1. I have the following equation corresponding to the boundary case of the PDE：
   BC：u(0,t) = 0; u(10,t) = 0
   IC: u(x,0) = m*t.
   As you can see, at this point at (10,0), the right boundary and the initial condition are in conflict. My approach is to force the initial condition to the right boundary value at that point, and at this point, I want to improve the computational accuracy by imposing a hard constraint, how should I impose it?

2. I need to model the following, where u changes parameters at H/2, so I set two variables u1 and u2, so I can get
   a1u1xx = u1t；a2u2xx = u2t
   The boundary conditions satisfy BC1 and BC2 and satisfy u1 = u2 and u1x = u2x at H/2. How should I model the calculation using deepxde, what I have in mind is to use OperatorBC at H/2.

[LanPeng-94]

I make a correction that in problem 1, the IC is u(x,0)=m*x

[lululxvi]

1. See FAQ for the hard constraint. But it is better to make IC and BC consistent.
2. u1 = u2 and u1x = u2x. It should be OK to directly use one u

[LanPeng-94]

For question 2, since the values of a1 and a2 are different, it is necessary to construct 2 equations when constructing the PDE module using deepxde，How to use only one u?

• When there is only one u, the definition is

def PDE(x,u):
       du_x, du_t = tf.gradients(u,x)[0][:,0:1], tf.gradients(u,x)[0][:,1:2]
       du_xx =  tf.gradients(du_x,x)[0][:,0:1]
       eq_a = **a**du_xx-du_t
       return eq_a

, and the a cannot be taken correctly.
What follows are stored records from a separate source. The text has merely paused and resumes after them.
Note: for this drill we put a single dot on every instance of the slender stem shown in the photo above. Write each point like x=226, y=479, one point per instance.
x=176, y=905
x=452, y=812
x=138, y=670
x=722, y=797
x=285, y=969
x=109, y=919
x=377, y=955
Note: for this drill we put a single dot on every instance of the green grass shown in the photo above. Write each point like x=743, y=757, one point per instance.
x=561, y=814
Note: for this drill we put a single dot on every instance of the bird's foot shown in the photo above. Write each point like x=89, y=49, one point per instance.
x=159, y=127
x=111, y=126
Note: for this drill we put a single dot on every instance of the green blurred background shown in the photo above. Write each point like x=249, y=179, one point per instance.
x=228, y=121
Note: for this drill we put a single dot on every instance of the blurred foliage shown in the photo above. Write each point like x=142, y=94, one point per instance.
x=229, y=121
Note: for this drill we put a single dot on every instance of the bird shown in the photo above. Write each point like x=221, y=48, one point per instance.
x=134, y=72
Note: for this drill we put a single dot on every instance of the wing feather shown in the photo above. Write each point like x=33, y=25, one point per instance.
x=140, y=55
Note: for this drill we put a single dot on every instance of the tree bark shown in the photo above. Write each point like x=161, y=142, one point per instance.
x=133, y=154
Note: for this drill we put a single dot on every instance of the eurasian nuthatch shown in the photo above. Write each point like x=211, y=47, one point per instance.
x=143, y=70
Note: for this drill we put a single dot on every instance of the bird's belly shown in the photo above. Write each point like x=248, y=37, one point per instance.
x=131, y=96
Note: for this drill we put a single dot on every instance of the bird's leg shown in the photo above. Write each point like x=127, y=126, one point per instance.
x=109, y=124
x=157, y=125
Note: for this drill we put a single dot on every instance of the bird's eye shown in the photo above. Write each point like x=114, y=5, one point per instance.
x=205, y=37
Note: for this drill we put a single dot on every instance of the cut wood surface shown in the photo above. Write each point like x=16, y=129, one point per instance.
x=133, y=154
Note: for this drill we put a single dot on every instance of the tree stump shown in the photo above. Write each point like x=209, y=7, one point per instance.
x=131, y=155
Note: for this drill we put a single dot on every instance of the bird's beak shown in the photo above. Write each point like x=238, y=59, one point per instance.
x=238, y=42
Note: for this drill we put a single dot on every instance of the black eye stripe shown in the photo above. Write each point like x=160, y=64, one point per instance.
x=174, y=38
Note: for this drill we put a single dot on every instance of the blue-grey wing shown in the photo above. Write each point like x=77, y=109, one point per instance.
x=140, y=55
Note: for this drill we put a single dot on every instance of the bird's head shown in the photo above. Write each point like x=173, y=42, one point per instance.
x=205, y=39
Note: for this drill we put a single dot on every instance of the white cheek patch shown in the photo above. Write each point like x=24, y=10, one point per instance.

It seems that two of u need to be defined in order to realize the change in PDE at different locations.

def pde(x, y):
       u1, u2 = y[:,0:1], y[:, 1:2]
       du1_x, du1_t = tf.gradients(u1, x)[0][:, 0:1], tf.gradients(u1, x)[0][:, 1:2]
       du2_x, du2_t = tf.gradients(u2, x)[0][:, 0:1], tf.gradients(u2, x)[0][:, 1:2]
       du1_xx = tf.gradients(du1_x, x)[0][:, 0:1]
       du2_xx = tf.gradients(du2_x, x)[0][:, 0:1]
       eq_a = du1_t - du1_xx
       eq_b = du2_t - du2_xx
       return [eq_a, eq_b]

[lululxvi]

In your second piece of code, the PDE for u1 and u2 seems exactly the same, so a is the same for u1 and u2?

[LanPeng-94]

Unfortunately, a represents the parameters of the equation, and at H/2 the parameters have changed, a1 and a2 are different, so two equations need to be constructed. At H/2, the continuity condition is met, i.e. u1 = u2, u1x = u2x

[lululxvi]

• You could use u1 and u2 separately.
• But here u1 are u2 still satisfy the same PDE, and you can consider a is a function fo x.
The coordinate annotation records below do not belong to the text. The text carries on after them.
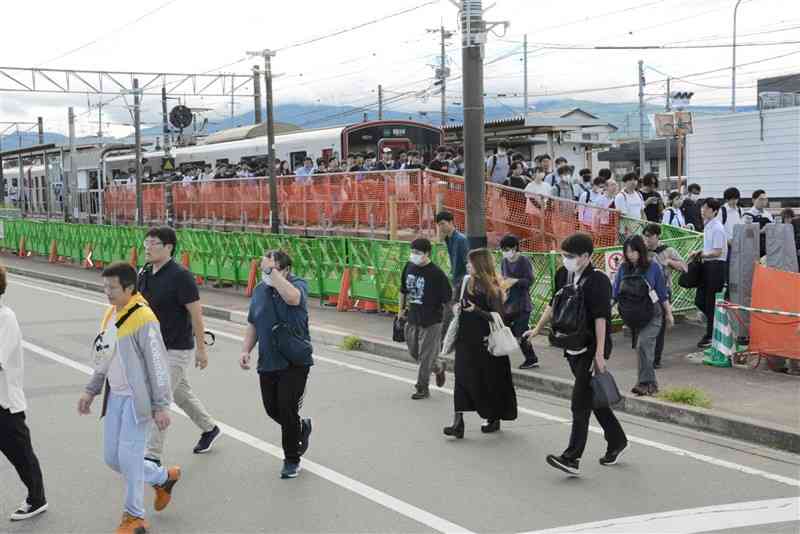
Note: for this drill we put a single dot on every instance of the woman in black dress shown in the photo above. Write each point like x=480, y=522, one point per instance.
x=483, y=381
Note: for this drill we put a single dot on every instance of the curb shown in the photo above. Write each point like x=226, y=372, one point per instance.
x=730, y=426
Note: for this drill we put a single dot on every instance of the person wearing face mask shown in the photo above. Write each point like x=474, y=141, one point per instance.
x=424, y=293
x=280, y=300
x=691, y=208
x=517, y=272
x=577, y=270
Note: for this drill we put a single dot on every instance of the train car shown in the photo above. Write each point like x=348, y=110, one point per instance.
x=294, y=146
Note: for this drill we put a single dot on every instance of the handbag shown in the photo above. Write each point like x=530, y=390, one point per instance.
x=399, y=330
x=693, y=277
x=501, y=341
x=605, y=392
x=292, y=344
x=449, y=342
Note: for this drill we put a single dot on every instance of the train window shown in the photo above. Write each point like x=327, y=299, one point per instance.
x=296, y=159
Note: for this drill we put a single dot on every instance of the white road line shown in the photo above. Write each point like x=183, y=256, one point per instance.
x=368, y=492
x=692, y=520
x=541, y=415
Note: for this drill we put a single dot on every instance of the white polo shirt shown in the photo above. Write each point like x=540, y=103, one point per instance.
x=12, y=397
x=714, y=237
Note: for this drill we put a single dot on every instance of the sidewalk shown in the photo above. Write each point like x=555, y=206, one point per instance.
x=754, y=405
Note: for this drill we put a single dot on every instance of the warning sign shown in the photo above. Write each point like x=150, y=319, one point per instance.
x=612, y=263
Both approaches are OK, but using only one u could be easier to implement.

[w-venton]

@LanPeng-94 hi, I'm also interested in the case of two different materials right now, have you solved the above problem? can you share your final code?
I am confused with the u1x = u2x, how can it be set in code? I know that u1=u2 is default if we use one PDE. Thanks very much.